Georgia High Court: Test Refusal Can’t Be Used As DUI Evidence
A driver’s refusal to submit to a breath test cannot be used as evidence in a criminal trial for driving under the influence, Georgia’s Supreme Court ruled Monday, throwing out that part of the state’s DUI laws as unconstitutional.
The high court unanimously agreed the provision violated the Georgia Constitution’s protection against self-incrimination.
Justice Nels S.D. Peterson, in the ruling , acknowledged the Supreme Court’s decision could make it more difficult to prosecute DUI offenses. But Peterson added: “The right to be free from compelled self-incrimination does not wax or wane based on the severity of a defendant’s alleged crimes.”
The decision came in a case where a driver challenged a DUI arrest in Clarke County.

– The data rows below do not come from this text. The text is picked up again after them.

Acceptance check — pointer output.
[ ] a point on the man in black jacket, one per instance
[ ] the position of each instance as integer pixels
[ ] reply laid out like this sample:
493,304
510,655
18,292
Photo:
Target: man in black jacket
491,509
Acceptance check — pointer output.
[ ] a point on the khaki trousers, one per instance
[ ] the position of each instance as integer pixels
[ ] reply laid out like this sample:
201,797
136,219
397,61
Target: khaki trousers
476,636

Andrea Elliott refused to submit to a breath test when she was arrested in August 2015, and prosecutors sought to use that refusal against her in a criminal trial, according to the Supreme Court ruling.
Her lawyer argued the admission of that evidence at trial would violate her constitutional rights against self-incrimination. A lower court disagreed, and Elliott appealed the decision to the Georgia Supreme Court, which ruled in her favor Monday.
“This Court cannot change the Georgia Constitution, even if we believe there may be good policy reasons for doing so; only the General Assembly and the people of Georgia may do that. And this Court cannot rewrite statutes,” Peterson wrote in the opinion.
In a concurring opinion, Justice Michael P. Boggs noted the scope of the ruling was limited to circumstances involving a criminal proceeding. He wrote that a driver’s refusal to take a breath test still could be used in an administrative proceeding for a driver’s license suspension.